16 "The land of a rich man produced abundantly. 17 And he thought to himself, 'What should I do, for I have no place to store my crops?' 18 Then he said, 'I will do this: I will pull down my barns and build larger ones, and there I will store all my grain and my goods. 19 And I will say to my soul, Soul, you have ample goods laid up for many years; relax, eat, drink, be merry.' 20 But God said to him, 'You fool! This very night your life is being demanded of you. And the things you have prepared, whose will they be?' 21 So it is with those who store up treasures for themselves but are not rich toward God."
Among the most important decisions any of us will make is how attached we become to this world. When we realize how brief the journey is, we can treat this life with the seriousness it deserves, realizing that the only home this body will have is here. God loves this world. To live with God in this world is to love this world with the same love that God has for this world. We will not receive another chance. Yet, we also realize that we need to hold this world somewhat lightly in our minds and hearts. Realizing the temporary nature of human life helps us not to cling to this life.
The fullness of the meaning of our lives is beyond this world. The full significance of our lives will unfold long after we die. This is what religion calls eternity. In that sense, our eternal home is beyond the home we have on this earth. This awareness opens us to freedom, creativity, and risk. This world can become a prison or trap, as we bind ourselves to the wealth, power, fame, and prestige that it values. We can become a prisoner to the opinions and evaluations of the culture in which we live.

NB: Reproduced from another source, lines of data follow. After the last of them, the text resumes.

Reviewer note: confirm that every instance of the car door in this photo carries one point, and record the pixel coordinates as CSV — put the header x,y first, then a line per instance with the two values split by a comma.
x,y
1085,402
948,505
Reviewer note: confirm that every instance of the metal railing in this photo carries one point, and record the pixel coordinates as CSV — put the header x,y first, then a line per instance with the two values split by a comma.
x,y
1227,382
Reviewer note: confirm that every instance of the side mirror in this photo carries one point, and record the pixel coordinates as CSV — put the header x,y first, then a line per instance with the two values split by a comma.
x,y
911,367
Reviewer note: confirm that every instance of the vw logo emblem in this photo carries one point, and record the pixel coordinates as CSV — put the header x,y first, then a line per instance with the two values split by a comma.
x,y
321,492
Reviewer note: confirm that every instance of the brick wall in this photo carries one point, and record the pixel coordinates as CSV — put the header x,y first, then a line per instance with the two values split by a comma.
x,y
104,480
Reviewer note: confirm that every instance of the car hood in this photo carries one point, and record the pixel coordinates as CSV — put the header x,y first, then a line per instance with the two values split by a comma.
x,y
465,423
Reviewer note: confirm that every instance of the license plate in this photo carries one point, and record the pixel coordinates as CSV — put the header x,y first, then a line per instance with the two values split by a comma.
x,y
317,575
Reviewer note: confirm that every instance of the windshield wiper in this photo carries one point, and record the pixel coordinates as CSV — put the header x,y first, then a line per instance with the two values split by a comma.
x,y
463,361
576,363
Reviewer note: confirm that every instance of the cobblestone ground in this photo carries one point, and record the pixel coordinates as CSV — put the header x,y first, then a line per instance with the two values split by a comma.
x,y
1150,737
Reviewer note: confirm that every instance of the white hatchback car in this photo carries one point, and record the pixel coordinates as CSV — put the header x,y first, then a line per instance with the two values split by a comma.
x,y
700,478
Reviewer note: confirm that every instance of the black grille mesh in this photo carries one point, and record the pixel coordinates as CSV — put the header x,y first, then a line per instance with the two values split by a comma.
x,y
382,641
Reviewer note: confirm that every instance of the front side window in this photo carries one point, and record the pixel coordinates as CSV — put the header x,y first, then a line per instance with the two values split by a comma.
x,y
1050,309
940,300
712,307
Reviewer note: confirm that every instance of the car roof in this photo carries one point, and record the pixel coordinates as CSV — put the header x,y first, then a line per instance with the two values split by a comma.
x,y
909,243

If we journey without direction, we have wasted time and energy. A vision of eternity helps us to place our culture in perspective. We practice the capacity we have to reflect upon ourselves, as well as the family system, community, and culture that shaped us. We do not know the nature of that eternal home. What we do know is that if we become too attached to this world, we will adopt the values of this world. We will want to receive the fame, power, wealth and status that this world offers. Such dedication will often lead us down a path that we eventually discover is self-destructive. We discover that, no matter what we achieve, we never achieve enough. No matter how many people love us, it is never enough. We have longing, desire, and hope that no degree of fulfillment in this world will satisfy. Satisfaction with what we do, think, and feel here does not satisfy us because human life is oriented beyond this life. In fact, this is why people will sacrifice this life. Some of our fellow citizens will rush into burning buildings, move toward criminals, and fight as soldiers for the freedoms we enjoy, because they value something more than longevity on this earth.

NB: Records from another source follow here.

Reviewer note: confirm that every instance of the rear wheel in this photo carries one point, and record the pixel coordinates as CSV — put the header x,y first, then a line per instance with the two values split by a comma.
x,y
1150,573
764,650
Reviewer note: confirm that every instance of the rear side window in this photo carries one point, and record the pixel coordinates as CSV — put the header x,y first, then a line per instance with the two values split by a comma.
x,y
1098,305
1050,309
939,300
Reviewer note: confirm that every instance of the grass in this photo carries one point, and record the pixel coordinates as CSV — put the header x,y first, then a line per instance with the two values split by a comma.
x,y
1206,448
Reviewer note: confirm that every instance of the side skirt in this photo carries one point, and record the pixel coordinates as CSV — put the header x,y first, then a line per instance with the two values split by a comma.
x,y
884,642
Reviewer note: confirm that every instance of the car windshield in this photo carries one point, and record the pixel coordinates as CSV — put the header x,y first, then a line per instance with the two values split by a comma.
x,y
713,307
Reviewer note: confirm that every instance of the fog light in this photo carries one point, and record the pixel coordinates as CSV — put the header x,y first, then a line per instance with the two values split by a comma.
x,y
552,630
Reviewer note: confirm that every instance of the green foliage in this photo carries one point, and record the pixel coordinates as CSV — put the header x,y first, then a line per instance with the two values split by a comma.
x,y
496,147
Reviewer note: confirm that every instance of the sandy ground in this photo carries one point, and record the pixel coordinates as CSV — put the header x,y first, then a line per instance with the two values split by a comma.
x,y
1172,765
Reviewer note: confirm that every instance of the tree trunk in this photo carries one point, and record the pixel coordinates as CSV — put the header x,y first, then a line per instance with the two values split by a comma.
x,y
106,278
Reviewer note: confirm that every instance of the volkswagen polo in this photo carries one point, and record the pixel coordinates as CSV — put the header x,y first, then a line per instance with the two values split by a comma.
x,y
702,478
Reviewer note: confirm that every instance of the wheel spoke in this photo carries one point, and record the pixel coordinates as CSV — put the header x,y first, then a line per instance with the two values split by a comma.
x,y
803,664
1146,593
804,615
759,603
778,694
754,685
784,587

Frankly, it takes faith, hope, and love to live on earth. Such qualities open us to a possible future. Without such qualities, we close ourselves from imagining a possible future, and simply collapse into the present. Moving forward in life with anticipation opens us to undiscovered potential in ourselves, in others, in the community, in the nation, and in the world. The stories we tell with our lives continue well beyond death.